Una settimana fa era stata la Commissione Ue a invitare gli Stati membri a rafforzare i meccanismi di screening esistenti, ravvisando in particolare “un aumento del rischio potenziale delle industrie strategiche, in particolare, ma non solo, dell’industria dell’healthcare” e chiedendo ai rispettivi governi di fare “pieno uso dei loro meccanismi di screening per controbilanciare i rischi delle infrastrutture sanitarie critiche, della produzione di prodotti critici”.

Un appello che ha fatto suo anche il governo italiano, che due settimane fa ha visto assottigliarsi vertiginosamente la capitalizzazione di molte delle sue più grandi aziende. Fra queste c’è anche Eni, il colosso dell’Oil&Gas che negli ultimi tre mesi ha perso il 33,4% del suo valore (che oggi ammonta a 33,5 miliardi di euro).
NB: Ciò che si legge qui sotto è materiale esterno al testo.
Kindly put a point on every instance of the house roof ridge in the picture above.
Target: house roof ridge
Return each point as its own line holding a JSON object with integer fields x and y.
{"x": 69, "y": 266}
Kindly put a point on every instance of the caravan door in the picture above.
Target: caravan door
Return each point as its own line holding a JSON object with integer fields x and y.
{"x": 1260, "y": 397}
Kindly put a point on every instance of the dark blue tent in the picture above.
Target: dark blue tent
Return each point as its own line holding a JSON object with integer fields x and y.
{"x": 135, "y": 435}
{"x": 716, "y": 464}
Un crollo che ha fatto risuonare un campanello d’allarme al Mef, che detiene il 30,10% del capitale. Anche perché fra gli investitori che detengono una quota nel cane a sei zampe ce ne sono molti extracomunitari. È il caso della Bank of China, che possiede l’1,014%. Lo ha reso noto lo scorso 18 marzo, dopo che la Consob, che ha deciso di abbassare all’1% la soglia di possesso azionario oltre la quale si rende obbligatoria la comunicazione al mercato.

In questi giorni sarebbe in corso un lavoro di fino a Palazzo Chigi sotto la regia del sottosegretario Riccardo Fraccaro per estendere la normativa del golden power non solo adottando i decreti attuativi per i settori bancario, assicurativo e finanziario ma anche valutando l’inclusione nello scudo protettivo di altri settori strategici come quello biochimico o farmaceutico. In questa direzione va un recente appello del Copasir (Comitato parlamentare per la Sicurezza della Repubblica).

“La decisione assunta oggi dal governo spagnolo di tutelare con il golden power le proprie aziende pone l’attenzione sull’attività aggressiva dei fondi sovrani che dispongono di risorse illimitate e di strumenti operativi anche interni all’Unione. È proprio quanto abbiamo denunciato giorni fa” ha detto in una nota questo mercoledì il senatore di Fratelli d’Italia e vicepresidente del Copasir Adolfo Urso, secondo cui i poteri speciali dovrebbero essere estesi anche “ai soggetti della stessa Unione europea che possono essere usati come ‘teste di ponte’ per azioni predatorie nei confronti del nostro patrimonio tecnologico e industriale”.